Just as Leviticus 19:18 commanded Israel to “love your neighbor as yourself,” we find a few verses later (Lev 19:34) the command to “love the alien as yourself,” grounded in Israel’s own experience of being aliens in the land of Egypt (also Exod 22:21; 23:9; Deut 10:19; 24:18 and 22).

But the most radical grounding for this ethical injunction is that the Creator of Heaven and Earth shows no partiality in caring for people in need; indeed, God loves the gēr, providing them with food and clothing (Deut 10:17-18). So Jesus is just pushing a bit further in his exhortation to love, not just aliens, but outright enemies. And as the Old Testament does, he grounds this in the character and actions of God, who “makes his sun rise on the evil and on the good, and sends rain on the righteous and on the unrighteous” (Matt 5:45; cf. Luke 6:35). So be merciful, says Jesus, as your Heavenly Father is merciful (Luke 6:36; cf. Matt 5:48). Those who do this will be shown to be the true children of God (Matt 5:45; Luke 6:35).

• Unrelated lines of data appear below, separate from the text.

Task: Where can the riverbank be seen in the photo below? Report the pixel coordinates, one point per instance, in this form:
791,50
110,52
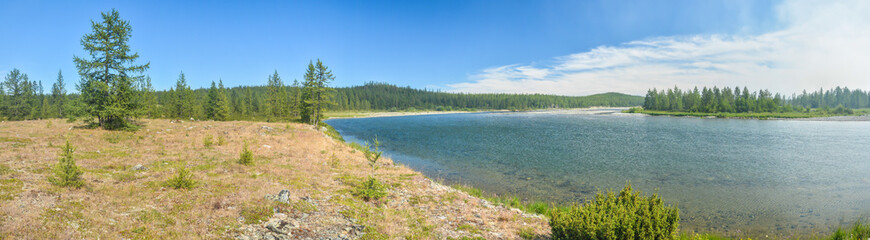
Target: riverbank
588,110
299,186
860,115
351,114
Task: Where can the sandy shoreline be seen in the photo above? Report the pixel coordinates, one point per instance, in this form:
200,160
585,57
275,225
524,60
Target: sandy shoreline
589,110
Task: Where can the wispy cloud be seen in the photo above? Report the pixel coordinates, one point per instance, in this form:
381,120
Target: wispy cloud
824,44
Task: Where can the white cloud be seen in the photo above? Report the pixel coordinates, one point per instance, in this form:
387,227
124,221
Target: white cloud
824,44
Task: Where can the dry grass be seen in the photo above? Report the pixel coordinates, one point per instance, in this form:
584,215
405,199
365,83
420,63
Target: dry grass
118,202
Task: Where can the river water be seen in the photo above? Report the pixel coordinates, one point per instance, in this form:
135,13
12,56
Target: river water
740,178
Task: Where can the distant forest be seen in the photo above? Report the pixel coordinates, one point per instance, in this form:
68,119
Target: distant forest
22,99
715,100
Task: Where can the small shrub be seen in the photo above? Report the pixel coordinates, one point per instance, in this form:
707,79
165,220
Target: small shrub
182,179
207,141
858,231
527,233
246,157
628,215
371,189
373,153
221,140
66,173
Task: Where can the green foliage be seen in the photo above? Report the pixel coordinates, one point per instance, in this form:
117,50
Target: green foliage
182,99
66,172
221,140
22,96
727,100
108,76
316,93
183,179
246,157
373,153
207,141
858,231
629,215
371,189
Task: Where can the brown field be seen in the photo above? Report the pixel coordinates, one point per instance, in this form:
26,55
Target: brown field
320,172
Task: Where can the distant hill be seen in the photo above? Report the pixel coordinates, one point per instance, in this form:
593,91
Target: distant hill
383,96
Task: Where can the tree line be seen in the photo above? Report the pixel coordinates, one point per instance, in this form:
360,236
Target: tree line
736,100
113,89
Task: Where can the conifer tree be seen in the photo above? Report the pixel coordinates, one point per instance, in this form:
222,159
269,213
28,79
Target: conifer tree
184,98
317,94
109,73
19,102
211,104
58,94
275,96
222,104
66,172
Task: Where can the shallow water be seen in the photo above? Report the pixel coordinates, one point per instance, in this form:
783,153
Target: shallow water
733,177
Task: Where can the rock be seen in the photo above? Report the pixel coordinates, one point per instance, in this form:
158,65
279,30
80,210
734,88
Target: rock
283,196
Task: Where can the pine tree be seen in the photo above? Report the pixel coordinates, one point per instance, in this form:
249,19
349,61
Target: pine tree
149,98
275,96
222,105
109,74
317,94
184,99
211,104
66,172
19,102
58,95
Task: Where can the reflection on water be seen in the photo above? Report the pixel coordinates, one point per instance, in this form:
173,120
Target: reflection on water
733,177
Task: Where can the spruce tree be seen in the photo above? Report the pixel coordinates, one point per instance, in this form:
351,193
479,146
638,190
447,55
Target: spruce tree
58,95
211,103
275,96
108,75
222,104
317,94
19,102
184,99
149,98
66,172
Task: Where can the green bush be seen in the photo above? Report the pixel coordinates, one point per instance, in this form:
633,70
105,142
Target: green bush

Such is the practical ethic of the imago Dei today: to“love the alien as yourself” in tangible ways that elevate human dignity and extend a liberating and just mercy to all human beings. This means that we should not take the march of human rights and global development for granted. Instead, let us lean in with faith and find common cause with all who are working to create a world where all human beings can thrive and flourish. In this way we may together fulfill our unique and divinely appointed vocation to care for and steward the temple of the earth, which we all call home.